Differential Infraslow (<0.1 Hz) Cortical Activations in the Affected and Unaffected Hemispheres From Patients With Subacute Stroke Demonstrated by Noninvasive DC-Magnetoencephalography

BACKGROUND AND PURPOSE Sustained mass depolarization of neurons, termed cortical spreading depolarization, is one electrophysiological correlate of the ischemic injury of neurons. Cortical spreading depolarizations spread in the gray matter at a rate of approximately 3 mm/min and are associated with large infraslow extracellular potential changes (<0.05 Hz). Moreover, smaller infraslow potential changes accompany functional activation and might help to assess neuronal repair after stroke.
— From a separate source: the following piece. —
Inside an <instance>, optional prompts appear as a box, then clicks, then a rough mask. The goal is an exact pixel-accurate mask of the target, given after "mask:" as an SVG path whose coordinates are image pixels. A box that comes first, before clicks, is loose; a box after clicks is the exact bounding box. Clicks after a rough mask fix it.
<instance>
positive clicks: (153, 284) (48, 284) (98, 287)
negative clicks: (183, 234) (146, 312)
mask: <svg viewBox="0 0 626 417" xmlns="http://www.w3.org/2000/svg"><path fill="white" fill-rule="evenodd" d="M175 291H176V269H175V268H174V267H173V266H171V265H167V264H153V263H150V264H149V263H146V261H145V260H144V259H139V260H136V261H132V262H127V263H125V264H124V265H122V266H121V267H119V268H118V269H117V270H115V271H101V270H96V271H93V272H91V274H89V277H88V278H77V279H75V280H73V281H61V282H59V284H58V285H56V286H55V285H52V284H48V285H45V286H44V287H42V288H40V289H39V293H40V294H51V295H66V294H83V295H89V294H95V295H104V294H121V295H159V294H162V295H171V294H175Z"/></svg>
The objective of the present pilot study was to investigate whether it is feasible to apply noninvasive near-DC-magnetoencephalography to detect and monitor infraslow field changes in patients with acute stroke. METHODS A simple motor condition was used to induce physiological cortical infraslow field changes. Five patients in a subacute state after ischemic stroke performed self-paced simple finger movements (30-second periods of finger movements, always separated by 30-second periods of rest, for a total of 15 minutes). Near-DC-magnetoencephalography signals were recorded over the contralateral primary motor cortex for the affected and unaffected hemisphere, respectively. RESULTS In all patients, the time courses of the contralateral cortical field amplitudes in the infraslow frequency range followed closely the motor task cycles revealing statistically significant differences between finger movement and rest periods. In 4 of 5 patients, infraslow field amplitudes were significantly stronger over the unaffected hemisphere compared with the affected hemisphere. CONCLUSIONS This study demonstrates that cortical infraslow activity can be recorded noninvasively in patients in the subacute state after ischemic stroke. It is suggested that near-DC-magnetoencephalography is a promising tool to also detect cortical spreading depolarization noninvasively.